Selected pieces from the Glenn C. Nelson Collection were displayed in UMD’s Tweed Museum of Art in fall 2010. The show, entitled “Form & Surface,” contained Nelson’s own work, the work of former students, and pieces that he acquired in his travels. It served as a tribute to Nelson who passed away in April 2010 at the age of 96.
“The Glenn Nelson Collection marks a very important period in the development of ceramic arts. Nelson was a promoter of the idea that sculptural form and modern design were key within the purview of the fine art of clay. His collection bears evidence of his vision and was assembled to show the open possibilities of the art form, particularly by artists of the 1960s through 1980s from around the world,” said Ken Bloom, director of the Tweed Museum of Art.

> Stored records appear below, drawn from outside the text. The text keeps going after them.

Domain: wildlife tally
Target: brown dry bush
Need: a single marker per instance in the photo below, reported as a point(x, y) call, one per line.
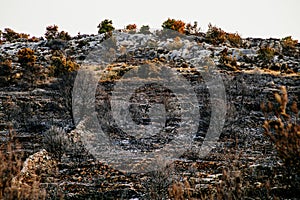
point(283, 129)
point(176, 25)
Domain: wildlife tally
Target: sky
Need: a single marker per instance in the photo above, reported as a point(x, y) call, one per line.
point(255, 18)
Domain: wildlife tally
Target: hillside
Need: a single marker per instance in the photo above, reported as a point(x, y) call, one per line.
point(37, 87)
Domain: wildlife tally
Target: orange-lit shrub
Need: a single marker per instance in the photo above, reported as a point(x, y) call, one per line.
point(53, 33)
point(61, 65)
point(215, 35)
point(176, 25)
point(105, 26)
point(11, 36)
point(26, 57)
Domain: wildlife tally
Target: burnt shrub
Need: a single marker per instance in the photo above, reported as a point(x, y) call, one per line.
point(131, 28)
point(5, 72)
point(266, 54)
point(56, 142)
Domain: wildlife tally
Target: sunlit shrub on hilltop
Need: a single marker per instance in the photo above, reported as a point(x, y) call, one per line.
point(176, 25)
point(105, 26)
point(27, 60)
point(53, 33)
point(145, 29)
point(61, 65)
point(131, 28)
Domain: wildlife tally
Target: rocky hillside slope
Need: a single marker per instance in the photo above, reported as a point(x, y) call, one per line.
point(251, 72)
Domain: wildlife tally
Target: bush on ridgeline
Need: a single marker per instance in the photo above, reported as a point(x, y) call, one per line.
point(176, 25)
point(10, 35)
point(145, 29)
point(106, 26)
point(5, 72)
point(234, 39)
point(26, 57)
point(288, 45)
point(52, 33)
point(61, 65)
point(27, 60)
point(131, 28)
point(215, 35)
point(192, 29)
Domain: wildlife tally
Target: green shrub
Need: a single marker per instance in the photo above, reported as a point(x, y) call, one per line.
point(61, 65)
point(106, 26)
point(192, 29)
point(145, 29)
point(53, 33)
point(176, 25)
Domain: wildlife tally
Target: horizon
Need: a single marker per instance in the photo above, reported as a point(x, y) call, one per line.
point(269, 19)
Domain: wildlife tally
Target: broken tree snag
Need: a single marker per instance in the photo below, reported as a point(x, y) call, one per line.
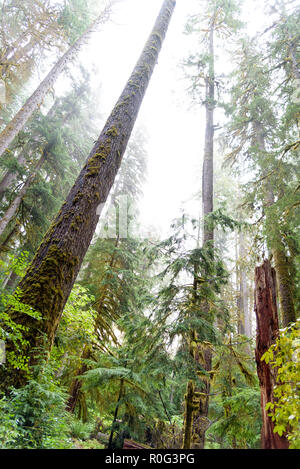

When one notes that many pieces date from the 1950s, it becomes obvious that these works were revolutionary in their time, catapulting into the forefront a whole new way of imaging and creating ceramic pieces. Nelson came to UMD in 1956 to establish the ceramics program for the UMD Art Department and, until his retirement in 1975, he taught hundreds of students, inspiring them with his love of ceramics
and as a result, established UMD and Duluth as a mecca for ceramic education and production.
The inauguration of Lendley C. (Lynn) Black as the ninth chancellor of the University of Minnesota Duluth will take place on Friday, March 4, 2011.
The Inauguration Ceremony will be held in the Romano Gymnasium at 2 pm, and a Campus Reception will follow. The public is invited to these events and many others held throughout the week.
For information see the web page at www.d.umn.edu/inauguration.
Five accomplished UMD graduates were inducted into the Swenson College of Science and Engineering Academy of Science and Engineering in October 2010.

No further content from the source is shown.